3.2 BesetzerInnen, Presse und Polizei

3.2.1 Die BesetzerInnen

Wie die meisten Besetzungen in Düsseldorf zuvor, geht auch die Besetzung der Volmerswerther Str. 41 primär von StudentInnen aus. Von der V 41 gehen so starke Impulse aus, daß in ihrer Folge zahlreiche Häuser im ganzen Stadtgebiet besetzt werden. Alleine im Zeitraum zwischen dem 13. Februar 1981, dem Tag der ersten Besetzung der Volmerswerther Str. 41 und dem 10. Juni, dem Tag ihrer Räumung, werden in Düsseldorf mindestens 10 Häuser besetzt. Mit dieser regelrechten Hausbesetzungs-Welle verändert sich schon bald die Zusammensetzung der BesetzerInnen.
Die Düsseldorfer HausbesetzerInnenbewegung ist zu Beginn achtziger Jahren “ eine sehr heterogene Gruppe. [1176] Diese Heterogenität innerhalb der Bewegung setzt sich auch innerhalb der einzelnen Häuser fort. “ Mit der Zeit wurde das Leben im Haus für den/die einzelne(n) immer schwieriger, weil wir uns einerseits kaum kannten und außerdem überhaupt nicht klar war, mit welchen Ansprüchen jede(r) von uns in dieses Haus gekommen war. [1177]
Unterschiedliche politische Standpunkte und Ausdrucksformen sind ein Spiegelbild der Vielschichtigkeit der BesetzerInnen. Es gibt “ Feministinnen, Lesben, Schwule, Punks, Alternative, Autonome [1178] und AntiimperialistInnen [1179], aber auch No-Future-Leute, Fixer und Alkoholiker. [1180] Bei allen Unterschieden lassen sich jedoch einige Hauptströmungen erkennen:

  1. “Leute, die nur aus Spaß und Action Häuser besetzen,
  2. Leute, die allein gegen die Vernichtung billigen Wohnraums Häuser besetzen,
  3. Leute, die aus anderen politischen Zusammenhängen Häuser besetzen,
  4. Leute, die sich solidarisch zur Guerilla und zu den Gefangenen verhalten und Häuser besetzen [1181], und
  5. Leute, die billig und kollektiv wohnen wollen.
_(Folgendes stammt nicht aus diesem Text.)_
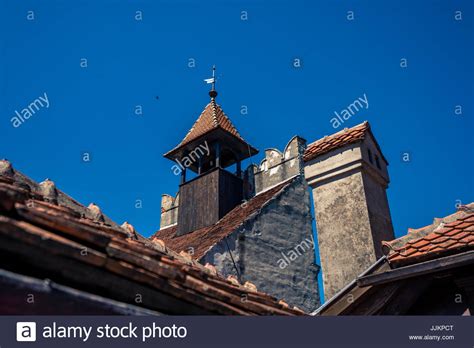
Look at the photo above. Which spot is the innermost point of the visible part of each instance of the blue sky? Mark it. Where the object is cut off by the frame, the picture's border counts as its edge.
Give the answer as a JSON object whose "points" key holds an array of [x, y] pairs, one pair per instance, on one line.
{"points": [[129, 63]]}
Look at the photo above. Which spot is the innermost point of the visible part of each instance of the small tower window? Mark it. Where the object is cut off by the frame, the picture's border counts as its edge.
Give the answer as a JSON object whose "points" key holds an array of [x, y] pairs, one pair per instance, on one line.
{"points": [[370, 156], [377, 162]]}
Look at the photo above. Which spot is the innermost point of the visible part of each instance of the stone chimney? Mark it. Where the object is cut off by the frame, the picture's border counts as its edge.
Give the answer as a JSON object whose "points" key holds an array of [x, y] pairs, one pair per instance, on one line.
{"points": [[348, 176]]}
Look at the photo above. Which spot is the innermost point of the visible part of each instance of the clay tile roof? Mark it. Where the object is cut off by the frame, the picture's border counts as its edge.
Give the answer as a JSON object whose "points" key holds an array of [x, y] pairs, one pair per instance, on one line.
{"points": [[200, 241], [211, 118], [452, 234], [50, 239], [336, 140]]}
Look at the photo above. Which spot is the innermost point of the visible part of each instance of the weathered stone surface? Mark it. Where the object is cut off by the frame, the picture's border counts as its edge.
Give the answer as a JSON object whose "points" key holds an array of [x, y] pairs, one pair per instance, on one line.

3.2.2 Die BesetzerInnen im Spiegel der Medien

Bei einer Betrachtung der Düsseldorfer Presse jener Zeit fällt auf, daß die HausbesetzerInnen dort, den Strömungen entsprechend, mit sehr unterschiedlichen Begriffen belegt werden, wie die drei folgenden Beispiele zeigen:

  1. Die TeilnehmerInnen der Benrather Besetzungen sind laut Presseberichten überwiegend ‘Jugendliche’, die mit dem Jugendzentrum ‘Haus Spilles’ in Verbindung gebracht werden. [1182]
  2. Die BesetzerInnen der Suitbertusstraße werden als ‘wohnungssuchende Erwachsene mit Kindern’, die gegen Wohnraumzerstörung protestieren, bezeichnet. [1183] Über die Besetzung berichtet die Düsseldorfer Presse weitgehend ‘neutral’ - mit leicht positiver Tendenz..
  3. Hingegen werden die BesetzerInnen der Volmerswerther- und der Neusser Straße oft mit Begriffen wie ‘Gewalttätigkeit’, ‘Krawallen’ und ‘Chaos’ in Verbindung gebracht.

Die Einteilung in verschiedene Kategorien von BesetzerInnen durch die Medien wird oft von PolitikerInnen übernommen. Sie wird benutzt, um das Phänomen Hausbesetzungen zunächst ‘einsortierbar’ zu machen. Der artikulierte soziale (zum Teil antikapitalistische) Protest wird aufgespalten in ‘gute’ und ‘böse’ Formen, in ‘Jugendprotest/Wohnungsnot’ und ‘Punkerkrawalle’.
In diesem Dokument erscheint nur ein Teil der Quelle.